Where does rugby come from?
Rugby is said to have originated at Rugby School in Warwickshire, England, in 1823 when during a game of football, William Webb Ellis decided to pick up a ball and go with it. Although there is very little evidence to support this theory, the Rugby World Cup Trophy is now named after William Webb Ellis.
In 1863 a collection of boarding schools and clubs decided upon a rule set and 1871 Rugby Football Union was officially formed. That same year, the first ever international match was played between England and Scotland with Scotland taking the win 1-0.

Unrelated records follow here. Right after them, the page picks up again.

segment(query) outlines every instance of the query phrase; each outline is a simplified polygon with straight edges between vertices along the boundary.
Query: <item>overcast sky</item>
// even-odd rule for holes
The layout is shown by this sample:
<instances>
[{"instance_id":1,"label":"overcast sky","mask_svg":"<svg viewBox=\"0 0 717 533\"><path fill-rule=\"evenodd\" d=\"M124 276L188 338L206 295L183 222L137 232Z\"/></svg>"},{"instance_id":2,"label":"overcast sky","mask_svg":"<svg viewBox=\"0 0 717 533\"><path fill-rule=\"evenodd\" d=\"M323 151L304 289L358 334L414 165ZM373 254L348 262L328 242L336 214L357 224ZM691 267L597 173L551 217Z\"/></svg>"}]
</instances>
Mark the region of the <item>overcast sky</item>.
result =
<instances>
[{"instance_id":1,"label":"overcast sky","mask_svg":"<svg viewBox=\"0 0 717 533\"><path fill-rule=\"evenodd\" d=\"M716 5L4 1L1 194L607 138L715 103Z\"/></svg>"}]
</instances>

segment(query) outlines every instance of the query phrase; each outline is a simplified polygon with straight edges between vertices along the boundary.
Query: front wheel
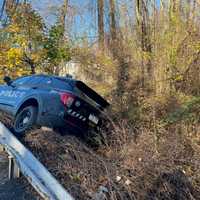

England in white and Scotland in brown, for the first ever international game in 1871
In 1900, rugby union was introduced to the Summer Olympics by Pierre de Coubertin, who had previously refereed the first French domestic championship as well as France's first international game. France, Germany and Great Britain all entered teams for the oplympics, and France won gold by defeating both opponents.
Rugby actually drew the largest crowd at that particular games - it was next played at the 1908 games in London, with Australia winning, by defeating Great Britain.
Even though rugby drew some of the biggest crowds at the games, it was eventually dropped in 1924.
By 1908 all three major Southern Hemisphere nations (New Zealand, Australia and South Africa) had formed teams and sent them on international trips to play against the Northern Hemisphere nations. As a side fact, the first time the Haka was performed by New Zealand prior to a match was in 1905, which the Welsh responded to by having Teddy Morgan sing the Welsh national anthem. Soon enough the crowd joined in, which was the first time a national anthem was sung prior to a sporting event.
The Rugby World Cup
The first Rugby World Cup was played in 1987 and was held in Australia and New Zealand - both semi-finals were played in Australia while the final was played in New Zealand, with the All Blacks defeating France in the final.
First Rugby World Cup 1987
England hosted the second world cup, losing to Australia in the final.
By the 3rd rugby world cup, South Africa were back from international exile, and were able to not only host the tournament, but also beat the All Blacks in the final. The tournament became a turning point for South Africa as well, as then President Nelson Mandela, was able to hand over the William Webb Ellis trophy, to Francois Pienaar, dressed in a Springbok jersey which had long been a symbol of apartheid.
The 4th world cup was held in Wales. Australia won the tournament by defeating France in the final after France had made a massive come back by defeating the All Blacks in the semi-finals.
Australia hosted the 5th tournament, and for the 3rd time in world cup history made it to the finals. Most rugby fans will remember this final game, as it was extremely closely fought, going in to extra time, and England ultimately winning after an epic last minute drop goal by Johnny Wilkinson.
Johnny Wilkinson's winning kick 2003.
This rugby world cup was hosted by France, however some matches were also played in Wales and Scotland. South Africa ended up claiming their second win, by defeating England in the finals.
The All Blacks hosted the 2011 rugby world, and claimed the William Webb Ellis trophy after a very close game, defeating France 8-7 in the finals.
England hosted the 2015 world cup. The home nation were set as favorites, however they had a disappointing campaign. The All Blacks played Australia in the final, not only beating them and re-gaining their title, but becoming the first ever team in rugby world cup history to win three titles, as well as defend their title.
Re-introduction to the Olympics
In 2009 the International Olympic Committee voted to return a form of rugby to the Olympics and Rugby Sevens was officially back on the scene, in the 2016 Rio Janeiro games.